Since 2022, Tymoshenko's trust ratings have declined sharply. In May 2025, a KIIS poll showed Tymoshenko had the second-highest net distrust rating (14% trust, 80% distrust) among Ukrainian politician, second to Oleksii Arestovych. A July 2025 survey by "Rating" ranked her as public figure with the highest net distrust (14% trust, 83% distrust).

==In popular culture==
=== Documentaries===
- 2009 — Julia by the American film studio Coppola Productions.
- 2011 — documentary (25 minutes) shown to delegates to the NATO Parliamentary Assembly, 8 October 2011.

===Plays===
- "Yulia Tymoshenko", a play by Adriana Altaras and Maksim Kurochkin in the Hans Otto Theater in Potsdam, Germany. (September 2006)
- The play "Who Wants to Kill Yulia Tymoshenko?", first performed at the opening night of the 2013 Edinburgh Festival Fringe, portrayed the political fight of Yulia Tymoshenko and her imprisonment. (August 2013)
- The play "Ride the Cyclone" mentioned Tymoshenko in passing during Mischa Bachinski's Talia monologue

===Publications===
- On 4 October 2014 in Milan, Italy, Yulia Tymoshenko's daughter Eugenia Tymoshenko presented the book "Ukraine, Gas and Handcuffs: The Trial of Yulia Tymoshenko" (Italian: «Ucraina, gas e manette: il processo a Yulia Tymoshenko»).

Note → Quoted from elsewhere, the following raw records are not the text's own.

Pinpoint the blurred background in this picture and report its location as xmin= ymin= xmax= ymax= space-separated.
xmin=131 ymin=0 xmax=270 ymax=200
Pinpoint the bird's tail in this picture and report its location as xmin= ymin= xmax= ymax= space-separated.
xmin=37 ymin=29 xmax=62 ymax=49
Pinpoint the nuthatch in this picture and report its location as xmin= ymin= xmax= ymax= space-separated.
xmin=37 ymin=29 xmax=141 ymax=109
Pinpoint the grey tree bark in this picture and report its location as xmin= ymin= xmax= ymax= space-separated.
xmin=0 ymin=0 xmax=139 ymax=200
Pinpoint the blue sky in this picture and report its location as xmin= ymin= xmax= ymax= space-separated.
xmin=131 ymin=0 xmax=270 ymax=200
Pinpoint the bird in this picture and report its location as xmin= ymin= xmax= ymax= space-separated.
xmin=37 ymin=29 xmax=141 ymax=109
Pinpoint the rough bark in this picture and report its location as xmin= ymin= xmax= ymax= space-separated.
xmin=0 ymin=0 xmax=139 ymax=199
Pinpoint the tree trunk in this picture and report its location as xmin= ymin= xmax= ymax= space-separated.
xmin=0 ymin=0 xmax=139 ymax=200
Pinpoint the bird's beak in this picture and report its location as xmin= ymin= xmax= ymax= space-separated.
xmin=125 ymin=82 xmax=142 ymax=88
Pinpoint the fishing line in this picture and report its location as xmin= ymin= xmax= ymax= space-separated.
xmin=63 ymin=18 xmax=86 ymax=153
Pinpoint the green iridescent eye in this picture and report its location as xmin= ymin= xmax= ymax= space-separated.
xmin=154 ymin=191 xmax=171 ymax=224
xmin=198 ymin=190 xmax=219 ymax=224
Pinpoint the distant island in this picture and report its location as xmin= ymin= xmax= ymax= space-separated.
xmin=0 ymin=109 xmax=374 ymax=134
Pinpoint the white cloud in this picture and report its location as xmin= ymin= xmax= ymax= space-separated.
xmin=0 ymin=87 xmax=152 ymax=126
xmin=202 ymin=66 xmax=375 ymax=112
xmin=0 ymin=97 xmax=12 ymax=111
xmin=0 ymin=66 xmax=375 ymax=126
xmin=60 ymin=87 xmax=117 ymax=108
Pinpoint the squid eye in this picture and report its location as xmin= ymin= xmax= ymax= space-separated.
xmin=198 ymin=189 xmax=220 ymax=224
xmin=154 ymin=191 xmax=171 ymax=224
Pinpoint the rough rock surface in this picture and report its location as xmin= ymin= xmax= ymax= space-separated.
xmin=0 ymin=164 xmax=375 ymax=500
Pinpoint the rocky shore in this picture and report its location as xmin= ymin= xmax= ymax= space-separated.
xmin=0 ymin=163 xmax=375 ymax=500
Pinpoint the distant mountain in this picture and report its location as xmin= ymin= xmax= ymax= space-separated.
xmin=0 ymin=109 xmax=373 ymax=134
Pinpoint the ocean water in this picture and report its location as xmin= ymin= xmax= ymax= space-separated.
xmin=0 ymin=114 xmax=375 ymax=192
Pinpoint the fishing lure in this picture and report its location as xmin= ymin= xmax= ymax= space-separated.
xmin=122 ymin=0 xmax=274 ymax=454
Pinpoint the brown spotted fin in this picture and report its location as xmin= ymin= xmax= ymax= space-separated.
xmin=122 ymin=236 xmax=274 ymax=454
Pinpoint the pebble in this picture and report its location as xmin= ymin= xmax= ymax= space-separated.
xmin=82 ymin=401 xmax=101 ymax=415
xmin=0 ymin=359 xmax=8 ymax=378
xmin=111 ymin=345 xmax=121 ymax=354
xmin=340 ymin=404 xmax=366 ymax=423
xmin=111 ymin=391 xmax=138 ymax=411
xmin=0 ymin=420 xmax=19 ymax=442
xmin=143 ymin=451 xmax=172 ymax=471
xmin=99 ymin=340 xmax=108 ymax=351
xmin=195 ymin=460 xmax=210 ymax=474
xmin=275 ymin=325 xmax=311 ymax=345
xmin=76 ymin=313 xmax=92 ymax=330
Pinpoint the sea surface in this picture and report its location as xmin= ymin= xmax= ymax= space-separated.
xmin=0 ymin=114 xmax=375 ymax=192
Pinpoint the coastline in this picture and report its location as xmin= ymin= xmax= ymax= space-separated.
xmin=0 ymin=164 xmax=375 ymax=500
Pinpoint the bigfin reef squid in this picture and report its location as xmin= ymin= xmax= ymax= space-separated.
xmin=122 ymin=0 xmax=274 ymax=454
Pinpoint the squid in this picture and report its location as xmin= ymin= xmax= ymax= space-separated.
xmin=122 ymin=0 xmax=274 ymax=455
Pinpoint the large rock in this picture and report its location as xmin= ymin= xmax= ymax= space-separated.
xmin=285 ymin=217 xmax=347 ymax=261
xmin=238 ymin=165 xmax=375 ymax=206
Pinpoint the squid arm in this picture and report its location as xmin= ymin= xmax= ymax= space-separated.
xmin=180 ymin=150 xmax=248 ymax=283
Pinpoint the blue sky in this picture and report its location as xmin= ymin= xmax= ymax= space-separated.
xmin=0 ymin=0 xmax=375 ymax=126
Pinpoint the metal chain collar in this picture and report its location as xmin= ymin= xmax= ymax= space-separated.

The title, "Ukraine, Gas and Handcuffs: The Trial of Yulia Tymoshenko", demonstrates a clear understanding that energy is the key source of Ukraine's dependence. The author, Matteo Cazzulani, draws a clear parallel between Ukraine and the fate of Yulia Tymoshenko, denied her freedom because of her fight against corruption, the oligarchy and the dependence of the Ukrainian energy-sector on Russian energy.